I’ve noticed the constant rhythm in which the city around me flows in. The reserved society that walks among the streets, so punctual and serious. I’ve noticed I’ve blended in a little more. I’ve noticed talking less and listening to the stories from the people around me are intriguing. It is unbelievable how much a person can change within a few months. Some of the subtlest changes have had the biggest impact on me since arriving in Japan last August.
Since studying abroad in Japan, I have noticed certain aspects of myself have changed. My rowdy and irrational self has slowly metamorphosed into a person who thinks about their actions and every possible consequence before coming to a single decision now. I find myself being very reserved in many situations when before I always had something to add or ask.

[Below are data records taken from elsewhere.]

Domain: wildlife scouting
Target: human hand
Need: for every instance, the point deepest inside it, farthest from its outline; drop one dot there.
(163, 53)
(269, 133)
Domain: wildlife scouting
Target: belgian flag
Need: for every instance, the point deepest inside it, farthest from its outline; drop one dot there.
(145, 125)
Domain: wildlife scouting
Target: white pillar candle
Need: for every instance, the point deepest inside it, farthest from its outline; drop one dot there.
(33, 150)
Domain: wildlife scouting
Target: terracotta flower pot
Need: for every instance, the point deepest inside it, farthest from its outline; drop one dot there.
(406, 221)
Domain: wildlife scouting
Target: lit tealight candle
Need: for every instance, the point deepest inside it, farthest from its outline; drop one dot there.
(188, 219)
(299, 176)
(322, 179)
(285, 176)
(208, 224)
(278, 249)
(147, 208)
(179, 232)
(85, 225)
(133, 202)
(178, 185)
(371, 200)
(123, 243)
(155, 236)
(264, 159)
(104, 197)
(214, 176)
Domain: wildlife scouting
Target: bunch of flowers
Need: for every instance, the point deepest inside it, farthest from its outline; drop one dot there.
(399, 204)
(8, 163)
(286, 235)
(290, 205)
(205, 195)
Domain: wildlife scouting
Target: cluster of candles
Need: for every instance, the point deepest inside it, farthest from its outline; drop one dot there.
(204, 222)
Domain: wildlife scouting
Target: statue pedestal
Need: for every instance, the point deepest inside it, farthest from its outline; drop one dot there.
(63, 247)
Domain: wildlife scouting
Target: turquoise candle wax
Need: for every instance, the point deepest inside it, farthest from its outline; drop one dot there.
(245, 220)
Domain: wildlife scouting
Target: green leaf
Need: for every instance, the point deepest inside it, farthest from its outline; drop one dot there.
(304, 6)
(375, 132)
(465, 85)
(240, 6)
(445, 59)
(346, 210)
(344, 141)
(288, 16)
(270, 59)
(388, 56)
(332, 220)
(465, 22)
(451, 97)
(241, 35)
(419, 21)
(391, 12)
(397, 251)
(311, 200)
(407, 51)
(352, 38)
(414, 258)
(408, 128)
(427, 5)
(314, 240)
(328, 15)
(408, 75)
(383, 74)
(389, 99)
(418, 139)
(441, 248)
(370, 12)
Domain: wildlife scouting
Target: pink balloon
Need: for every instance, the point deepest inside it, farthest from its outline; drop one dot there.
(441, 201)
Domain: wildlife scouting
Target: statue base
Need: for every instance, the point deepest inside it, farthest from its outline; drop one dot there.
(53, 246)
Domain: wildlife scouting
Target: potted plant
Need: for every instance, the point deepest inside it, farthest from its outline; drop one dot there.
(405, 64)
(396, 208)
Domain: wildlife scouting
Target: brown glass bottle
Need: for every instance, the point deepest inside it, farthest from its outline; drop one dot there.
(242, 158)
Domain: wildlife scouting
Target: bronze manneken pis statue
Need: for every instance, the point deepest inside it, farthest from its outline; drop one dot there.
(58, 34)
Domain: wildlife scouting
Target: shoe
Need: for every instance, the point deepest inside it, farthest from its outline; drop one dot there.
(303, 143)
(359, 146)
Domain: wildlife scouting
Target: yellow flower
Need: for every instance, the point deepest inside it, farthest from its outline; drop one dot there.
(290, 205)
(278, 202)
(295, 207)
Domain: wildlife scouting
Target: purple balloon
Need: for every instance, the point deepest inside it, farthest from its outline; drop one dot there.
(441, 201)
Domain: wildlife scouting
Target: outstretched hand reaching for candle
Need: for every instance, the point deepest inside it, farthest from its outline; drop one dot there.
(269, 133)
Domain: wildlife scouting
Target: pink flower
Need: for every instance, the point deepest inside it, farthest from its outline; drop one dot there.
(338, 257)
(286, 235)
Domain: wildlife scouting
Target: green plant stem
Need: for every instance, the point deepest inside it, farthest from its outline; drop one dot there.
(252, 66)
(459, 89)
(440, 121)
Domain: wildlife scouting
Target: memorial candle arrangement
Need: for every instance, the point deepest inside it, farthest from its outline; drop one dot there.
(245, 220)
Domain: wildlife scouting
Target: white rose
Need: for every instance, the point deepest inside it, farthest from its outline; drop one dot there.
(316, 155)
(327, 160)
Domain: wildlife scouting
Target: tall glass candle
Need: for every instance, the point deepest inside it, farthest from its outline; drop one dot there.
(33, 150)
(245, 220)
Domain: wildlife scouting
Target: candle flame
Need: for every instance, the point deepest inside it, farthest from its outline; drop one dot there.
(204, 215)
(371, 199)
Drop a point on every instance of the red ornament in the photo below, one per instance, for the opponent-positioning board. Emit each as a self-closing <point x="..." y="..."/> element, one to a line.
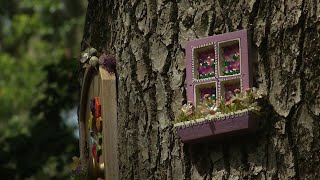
<point x="97" y="106"/>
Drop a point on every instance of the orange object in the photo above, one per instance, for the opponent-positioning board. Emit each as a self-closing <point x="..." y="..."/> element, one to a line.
<point x="97" y="105"/>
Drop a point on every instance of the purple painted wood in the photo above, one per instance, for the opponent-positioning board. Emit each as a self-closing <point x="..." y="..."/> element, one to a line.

Academically, my studies have become more challenging than before. With more and more of the Japanese language being introduced in my classes, I found myself a semester later enrolled in three classes predominantly taught in the Japanese language. This a complete 360 compared to the Japanese classes I took back at home university. I can not personally see my progress when it comes to my Japanese, but others continuously compliment me and say have far I have come.
One aspect of myself that has changed a great deal since studying abroad is my gratitude for others. Homesickness really set in since studying abroad as every day I missed my family and friends. I am grateful for all the things they have done for me before coming to Japan and even now. I am grateful for the new people I have met in my life after arriving in Japan. I am so happy about the change I have seen within myself from then and now.